While Flickr had a lot of fond memories for me and I had high hopes for 500px. But, as I wrote earlier this year, The Price Of Social Media Is Endless Adaptation. I don’t believe it makes sense to try and be on every platform out there and given the way things change, we have to make choices about where to invest our time (and money).
“There are just too many services out there. It takes too long to manage all those profiles. And, having a dead profile on a service is, in the eyes of many tech-savvy people, worse than having no profile at all.
It’s now just as important to jump off platforms that are dying or, depending on how you view things, too mainstream. Like the old saying goes, we are known by the company we keep; except now we are known by the Social Media company we are co-branded with!”
The reality was neither service was meeting my needs. I could spend hours trying to rework my presence on either site, but the simpler, cleaner and faster solution was simply to delete both accounts.
The Lure Of Validation
In many ways, I’ve started to question the value of social photography, which is my way of describing services that allow you to both share photos and also comment on, discuss and vote for images.
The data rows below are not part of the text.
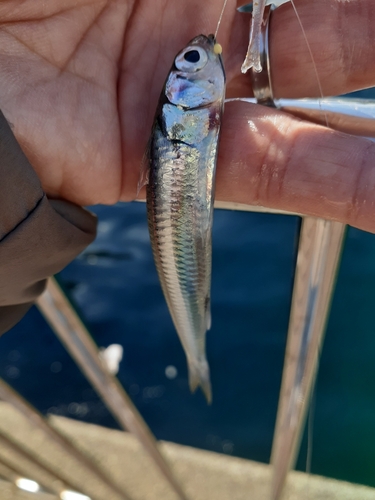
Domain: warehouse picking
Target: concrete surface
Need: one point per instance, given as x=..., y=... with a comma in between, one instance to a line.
x=204, y=475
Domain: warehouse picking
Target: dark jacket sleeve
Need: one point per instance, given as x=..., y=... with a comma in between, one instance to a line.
x=38, y=236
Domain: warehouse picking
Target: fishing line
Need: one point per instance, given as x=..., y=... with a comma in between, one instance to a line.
x=312, y=59
x=221, y=15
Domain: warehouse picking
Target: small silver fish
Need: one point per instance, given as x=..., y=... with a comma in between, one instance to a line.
x=180, y=193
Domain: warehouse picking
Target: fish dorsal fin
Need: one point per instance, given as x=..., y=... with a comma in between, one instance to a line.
x=208, y=313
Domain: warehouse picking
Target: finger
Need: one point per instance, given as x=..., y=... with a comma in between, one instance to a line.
x=271, y=159
x=341, y=36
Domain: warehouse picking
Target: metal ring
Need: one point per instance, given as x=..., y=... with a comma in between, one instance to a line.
x=261, y=81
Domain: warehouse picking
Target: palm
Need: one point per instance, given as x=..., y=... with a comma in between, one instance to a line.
x=79, y=81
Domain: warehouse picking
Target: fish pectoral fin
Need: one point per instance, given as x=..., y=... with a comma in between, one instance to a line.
x=199, y=376
x=144, y=171
x=208, y=313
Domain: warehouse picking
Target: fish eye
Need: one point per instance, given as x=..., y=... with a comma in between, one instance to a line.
x=191, y=59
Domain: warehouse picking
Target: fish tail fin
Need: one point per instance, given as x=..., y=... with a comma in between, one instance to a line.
x=199, y=376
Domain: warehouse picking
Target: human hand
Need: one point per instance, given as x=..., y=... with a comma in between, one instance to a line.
x=79, y=82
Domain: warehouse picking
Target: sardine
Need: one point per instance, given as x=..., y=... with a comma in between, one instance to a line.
x=182, y=156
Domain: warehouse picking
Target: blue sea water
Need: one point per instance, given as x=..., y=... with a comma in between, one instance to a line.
x=115, y=287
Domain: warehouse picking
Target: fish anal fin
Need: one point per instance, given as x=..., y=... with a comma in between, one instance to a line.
x=199, y=376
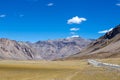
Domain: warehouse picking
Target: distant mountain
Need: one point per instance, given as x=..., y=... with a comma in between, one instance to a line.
x=107, y=46
x=48, y=50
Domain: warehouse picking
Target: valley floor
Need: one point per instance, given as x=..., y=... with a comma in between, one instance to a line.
x=56, y=70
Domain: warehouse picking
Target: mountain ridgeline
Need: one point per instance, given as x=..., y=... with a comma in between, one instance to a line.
x=41, y=50
x=107, y=46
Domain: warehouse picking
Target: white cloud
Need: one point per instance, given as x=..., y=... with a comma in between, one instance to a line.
x=75, y=36
x=73, y=33
x=2, y=15
x=21, y=15
x=76, y=20
x=118, y=4
x=74, y=29
x=105, y=31
x=50, y=4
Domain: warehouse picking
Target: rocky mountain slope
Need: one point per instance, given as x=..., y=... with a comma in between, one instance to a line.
x=48, y=50
x=106, y=46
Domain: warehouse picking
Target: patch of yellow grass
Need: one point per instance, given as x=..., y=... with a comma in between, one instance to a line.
x=54, y=70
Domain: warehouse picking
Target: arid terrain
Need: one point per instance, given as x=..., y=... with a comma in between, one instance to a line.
x=57, y=70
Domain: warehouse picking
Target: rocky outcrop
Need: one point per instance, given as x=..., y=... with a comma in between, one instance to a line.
x=48, y=50
x=106, y=46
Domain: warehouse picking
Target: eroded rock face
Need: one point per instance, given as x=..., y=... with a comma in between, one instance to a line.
x=49, y=50
x=107, y=46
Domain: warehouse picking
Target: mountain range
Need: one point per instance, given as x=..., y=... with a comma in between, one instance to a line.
x=41, y=50
x=107, y=46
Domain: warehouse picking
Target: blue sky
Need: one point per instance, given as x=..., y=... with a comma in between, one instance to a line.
x=33, y=20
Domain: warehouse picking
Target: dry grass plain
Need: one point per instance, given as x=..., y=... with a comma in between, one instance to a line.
x=56, y=70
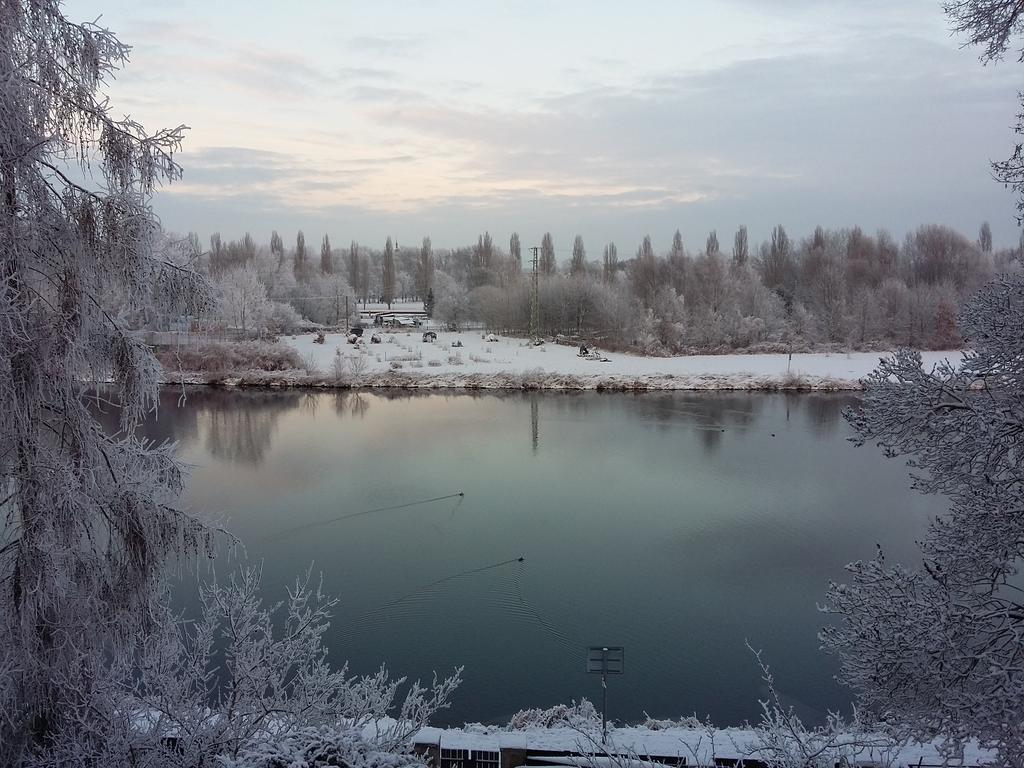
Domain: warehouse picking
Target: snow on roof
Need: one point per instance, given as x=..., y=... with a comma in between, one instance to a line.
x=696, y=744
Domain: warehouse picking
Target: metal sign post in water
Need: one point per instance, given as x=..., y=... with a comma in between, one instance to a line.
x=604, y=660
Flickr originally started as an online gallery service; we used it to host images and share them with friends and family. But, over time, it became more social, as the forums grew, commenting on images became more popular and we started to “meet” other photographers there.
As a beginning photographer, this can be a deeply rewarding process. I can remember being thrilled if a photo attracted 100 views and really soaking up every positive comment. But, what starts out as welcome encourage can feed an unhealthy obsession with validation. As I mentioned last week, choosing who you listen to, becomes increasingly important as you seek to improve your photography.
And, I believe this whole dynamic is worse when the validation is clearly a numbers game, as it is on 500px (and to a lesser extent on Instagram).
The Hobbyist Or The Photographer
Some photographers have told me about the sense of community they find on Flickr and to a lesser extent on 500px. While I see evidence of that, it very much feels like a hobbyist community. When I use the word hobby, I don’t just mean doing it part-time, or occasionally. A hobby is more like an obsession; the hobbyist wants to hang around with other hobbyists, talk about the hobby all the time, obsess over its details.
As much as I love photography, I don’t want to spend all my time talking to other photographers. Sure, it can be fun to share stories and compare experiences. But, get any group of photographers together and eventually someone will start talking about chromatic aberration, focus-shift or barrel distortion. Too much shop-talk can give you a very insular outlook on photography and really take your the big creative prize.
“The technician always kills the artist”
– Peter Reardon
I firmly believe finding your voice as a photographer involves learning to communicate visually with non-photographers. This is a skill few books or blogs ever discuss and no workshop I’ve attended ever really addressed. It’s a skill that will broaden your appeal and help you find work and, I believe, it’s a skill that can be easy dampened hanging around online photo-hobby communities.
Where To From Here
While I’m going to keep my Instagram account, I won’t be hosting my main photographic work on any other sites for 2013. I have a small gallery on this site and there’s plenty I can do to improve here. Overwhelmingly, the photographers I admire showcase their best work on their own sites. Take a look at how Chase Jarvis, David duChemin, Ami Vitale and William Ellis do it.